(Bloomberg) -- Nike Inc. female workers who accuse the company of gender discrimination failed to persuade a federal magistrate they should be allowed to join together to sue the athletic shoe maker as a group.
Magistrate Judge Jolie A. Russo in Portland, Oregon, recommended that the women’s request for class-action status be denied, but her findings were sealed from public view, court records show.
Russo’s recommendation will be reviewed by US District Judge Marco A. Hernandez, according to the docket. The parties have 14 days to file objections to Russo’s findings.
Class-action status is important in employment cases because it allows workers to pool resources and exert stronger leverage in settlement negotiations. Female engineers at both Twitter Inc. and Microsoft Corp. failed to persuade judges to let their gender-bias cases proceed as class actions and those rulings were upheld on appeal.
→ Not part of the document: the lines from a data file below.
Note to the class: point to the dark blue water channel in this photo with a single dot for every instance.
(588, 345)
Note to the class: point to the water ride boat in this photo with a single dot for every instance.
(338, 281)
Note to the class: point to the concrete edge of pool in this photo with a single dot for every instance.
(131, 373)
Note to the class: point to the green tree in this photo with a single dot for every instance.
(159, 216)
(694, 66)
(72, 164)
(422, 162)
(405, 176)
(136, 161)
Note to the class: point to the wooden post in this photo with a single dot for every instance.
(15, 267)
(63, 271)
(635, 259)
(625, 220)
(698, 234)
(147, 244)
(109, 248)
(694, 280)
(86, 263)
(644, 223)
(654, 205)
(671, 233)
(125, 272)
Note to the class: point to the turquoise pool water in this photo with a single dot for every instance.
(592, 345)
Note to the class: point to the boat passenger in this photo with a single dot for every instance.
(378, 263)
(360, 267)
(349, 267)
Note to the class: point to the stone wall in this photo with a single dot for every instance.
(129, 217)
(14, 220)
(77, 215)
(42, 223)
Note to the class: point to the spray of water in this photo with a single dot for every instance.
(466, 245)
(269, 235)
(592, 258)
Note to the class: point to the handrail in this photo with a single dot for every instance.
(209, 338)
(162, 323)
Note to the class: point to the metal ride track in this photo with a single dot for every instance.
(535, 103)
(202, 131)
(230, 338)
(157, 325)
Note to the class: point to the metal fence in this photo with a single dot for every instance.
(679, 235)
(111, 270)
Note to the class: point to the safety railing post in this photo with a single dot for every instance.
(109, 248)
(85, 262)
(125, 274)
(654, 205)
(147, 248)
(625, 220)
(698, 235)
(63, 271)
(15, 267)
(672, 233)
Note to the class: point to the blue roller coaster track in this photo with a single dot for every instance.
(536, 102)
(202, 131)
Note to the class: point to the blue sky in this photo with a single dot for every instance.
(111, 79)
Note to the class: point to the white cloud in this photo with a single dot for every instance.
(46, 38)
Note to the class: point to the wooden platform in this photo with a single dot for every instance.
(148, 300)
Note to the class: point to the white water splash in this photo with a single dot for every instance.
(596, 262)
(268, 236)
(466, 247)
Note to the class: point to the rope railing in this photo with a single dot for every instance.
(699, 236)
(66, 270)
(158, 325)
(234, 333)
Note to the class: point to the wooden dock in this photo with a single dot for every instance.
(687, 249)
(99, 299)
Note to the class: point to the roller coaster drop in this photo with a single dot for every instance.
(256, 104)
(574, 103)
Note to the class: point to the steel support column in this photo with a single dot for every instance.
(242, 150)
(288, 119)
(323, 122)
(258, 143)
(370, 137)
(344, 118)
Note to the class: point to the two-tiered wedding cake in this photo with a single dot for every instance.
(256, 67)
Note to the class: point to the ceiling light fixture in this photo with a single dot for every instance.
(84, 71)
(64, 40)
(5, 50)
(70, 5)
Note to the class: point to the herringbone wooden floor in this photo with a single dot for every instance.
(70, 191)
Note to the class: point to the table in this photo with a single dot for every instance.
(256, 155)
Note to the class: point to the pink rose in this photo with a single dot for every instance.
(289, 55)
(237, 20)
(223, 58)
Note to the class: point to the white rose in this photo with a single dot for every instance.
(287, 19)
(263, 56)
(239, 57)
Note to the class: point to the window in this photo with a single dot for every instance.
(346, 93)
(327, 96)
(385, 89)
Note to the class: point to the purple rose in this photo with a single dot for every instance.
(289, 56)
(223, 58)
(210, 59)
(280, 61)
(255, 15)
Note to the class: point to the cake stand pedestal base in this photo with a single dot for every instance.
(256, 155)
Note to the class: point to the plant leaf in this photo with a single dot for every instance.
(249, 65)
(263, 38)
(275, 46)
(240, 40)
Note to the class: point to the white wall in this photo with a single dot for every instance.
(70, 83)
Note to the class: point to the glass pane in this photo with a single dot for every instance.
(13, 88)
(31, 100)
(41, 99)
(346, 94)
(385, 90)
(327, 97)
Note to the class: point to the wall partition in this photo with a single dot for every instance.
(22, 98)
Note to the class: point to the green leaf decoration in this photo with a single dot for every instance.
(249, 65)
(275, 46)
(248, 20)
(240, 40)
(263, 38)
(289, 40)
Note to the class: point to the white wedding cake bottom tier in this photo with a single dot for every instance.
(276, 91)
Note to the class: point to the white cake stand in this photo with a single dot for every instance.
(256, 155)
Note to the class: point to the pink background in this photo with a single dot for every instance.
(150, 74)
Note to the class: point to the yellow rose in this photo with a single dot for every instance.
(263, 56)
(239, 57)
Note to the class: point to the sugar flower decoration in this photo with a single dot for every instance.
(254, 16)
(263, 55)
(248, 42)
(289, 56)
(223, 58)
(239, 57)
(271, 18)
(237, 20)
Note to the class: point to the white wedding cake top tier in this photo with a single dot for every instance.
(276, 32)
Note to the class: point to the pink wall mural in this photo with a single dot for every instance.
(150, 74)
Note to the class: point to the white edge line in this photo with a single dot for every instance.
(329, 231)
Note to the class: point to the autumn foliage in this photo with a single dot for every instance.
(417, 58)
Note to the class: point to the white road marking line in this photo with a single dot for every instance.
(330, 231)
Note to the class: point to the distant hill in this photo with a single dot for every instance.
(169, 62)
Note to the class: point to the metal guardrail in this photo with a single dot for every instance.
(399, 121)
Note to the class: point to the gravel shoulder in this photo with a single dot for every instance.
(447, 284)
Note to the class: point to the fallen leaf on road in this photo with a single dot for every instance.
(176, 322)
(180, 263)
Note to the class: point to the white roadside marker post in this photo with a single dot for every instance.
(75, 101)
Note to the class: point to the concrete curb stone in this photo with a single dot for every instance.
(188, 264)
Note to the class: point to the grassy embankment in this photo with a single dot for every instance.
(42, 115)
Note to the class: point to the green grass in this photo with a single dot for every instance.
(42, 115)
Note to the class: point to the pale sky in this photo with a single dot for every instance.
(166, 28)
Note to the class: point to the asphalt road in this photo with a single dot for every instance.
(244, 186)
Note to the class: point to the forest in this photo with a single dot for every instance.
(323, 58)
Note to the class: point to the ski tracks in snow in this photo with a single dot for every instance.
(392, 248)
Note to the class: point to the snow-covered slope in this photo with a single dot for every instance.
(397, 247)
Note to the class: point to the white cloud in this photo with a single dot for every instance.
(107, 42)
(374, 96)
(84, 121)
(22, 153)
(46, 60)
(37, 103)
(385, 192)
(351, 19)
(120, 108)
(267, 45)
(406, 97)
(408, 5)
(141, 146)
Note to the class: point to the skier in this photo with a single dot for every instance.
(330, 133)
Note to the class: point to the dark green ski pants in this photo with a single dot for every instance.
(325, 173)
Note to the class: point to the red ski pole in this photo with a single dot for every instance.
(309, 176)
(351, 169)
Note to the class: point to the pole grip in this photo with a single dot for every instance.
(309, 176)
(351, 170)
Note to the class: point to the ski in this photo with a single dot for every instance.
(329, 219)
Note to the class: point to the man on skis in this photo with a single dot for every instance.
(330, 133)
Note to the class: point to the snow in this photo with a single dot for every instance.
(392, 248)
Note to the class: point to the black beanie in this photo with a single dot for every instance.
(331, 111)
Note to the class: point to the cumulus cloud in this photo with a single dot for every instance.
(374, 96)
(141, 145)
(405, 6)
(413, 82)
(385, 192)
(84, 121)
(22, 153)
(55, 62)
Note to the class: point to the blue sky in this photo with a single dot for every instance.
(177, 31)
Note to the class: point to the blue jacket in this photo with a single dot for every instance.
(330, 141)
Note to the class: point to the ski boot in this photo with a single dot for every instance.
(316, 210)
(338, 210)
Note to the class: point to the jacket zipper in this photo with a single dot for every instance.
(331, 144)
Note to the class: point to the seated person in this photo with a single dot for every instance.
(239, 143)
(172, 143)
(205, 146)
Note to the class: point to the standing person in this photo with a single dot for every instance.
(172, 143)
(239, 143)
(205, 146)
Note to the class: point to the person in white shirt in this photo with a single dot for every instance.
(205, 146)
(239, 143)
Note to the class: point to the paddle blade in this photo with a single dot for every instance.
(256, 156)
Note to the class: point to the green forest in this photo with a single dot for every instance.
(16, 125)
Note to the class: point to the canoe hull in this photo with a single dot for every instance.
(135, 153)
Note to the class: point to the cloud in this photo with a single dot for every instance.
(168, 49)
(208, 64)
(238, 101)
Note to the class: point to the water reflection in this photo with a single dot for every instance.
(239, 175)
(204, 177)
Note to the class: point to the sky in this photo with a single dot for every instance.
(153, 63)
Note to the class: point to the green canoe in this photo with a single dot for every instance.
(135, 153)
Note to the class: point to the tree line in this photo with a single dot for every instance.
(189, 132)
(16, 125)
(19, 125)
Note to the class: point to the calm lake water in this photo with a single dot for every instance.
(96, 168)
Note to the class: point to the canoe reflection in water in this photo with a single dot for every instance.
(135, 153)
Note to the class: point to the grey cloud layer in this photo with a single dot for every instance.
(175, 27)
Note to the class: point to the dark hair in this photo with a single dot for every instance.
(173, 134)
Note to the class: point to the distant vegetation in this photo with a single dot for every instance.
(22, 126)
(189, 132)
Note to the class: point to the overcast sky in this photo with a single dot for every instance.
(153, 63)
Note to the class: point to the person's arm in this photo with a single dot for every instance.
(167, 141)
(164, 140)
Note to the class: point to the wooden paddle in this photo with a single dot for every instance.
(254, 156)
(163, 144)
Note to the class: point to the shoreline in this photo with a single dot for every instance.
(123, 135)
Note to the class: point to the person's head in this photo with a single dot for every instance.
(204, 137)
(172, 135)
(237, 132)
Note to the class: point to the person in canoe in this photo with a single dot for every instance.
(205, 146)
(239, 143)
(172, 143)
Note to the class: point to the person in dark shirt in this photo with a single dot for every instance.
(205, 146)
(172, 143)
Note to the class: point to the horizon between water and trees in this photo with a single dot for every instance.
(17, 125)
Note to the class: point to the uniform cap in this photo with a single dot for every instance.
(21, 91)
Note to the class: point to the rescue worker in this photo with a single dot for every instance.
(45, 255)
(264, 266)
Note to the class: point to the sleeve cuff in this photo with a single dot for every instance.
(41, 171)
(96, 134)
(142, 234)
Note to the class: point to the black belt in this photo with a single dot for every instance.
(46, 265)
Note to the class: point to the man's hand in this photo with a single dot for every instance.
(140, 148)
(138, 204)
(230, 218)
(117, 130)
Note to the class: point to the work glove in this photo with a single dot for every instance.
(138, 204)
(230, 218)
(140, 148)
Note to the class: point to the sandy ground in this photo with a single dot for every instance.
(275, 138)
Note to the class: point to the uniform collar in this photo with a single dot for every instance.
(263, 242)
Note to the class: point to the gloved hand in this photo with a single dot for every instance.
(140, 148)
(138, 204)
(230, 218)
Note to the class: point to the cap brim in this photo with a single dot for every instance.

The Nike suit was filed in 2018 by four female employees who claimed the company discriminates against women in several ways, including by relying on their salary history to set their starting pay and failing to stop sexual harassment.
Read More: Pay Gap at Nike Persisted After Changes, Lawsuit Alleges
An attorney representing the plaintiffs estimated when the case was first filed that as many as 500 women could join the suit if it achieved class-action status.
“We respectfully disagree” with the magistrate’s recommendation and plan to appeal, Craig Ackermann, a lawyer for the women, said in an email.
Representatives of Nike didn’t immediately respond to requests for comment.
The case is Cahill v. Nike Inc., 3:18-cv-01477, US District Court, District of Oregon (Portland).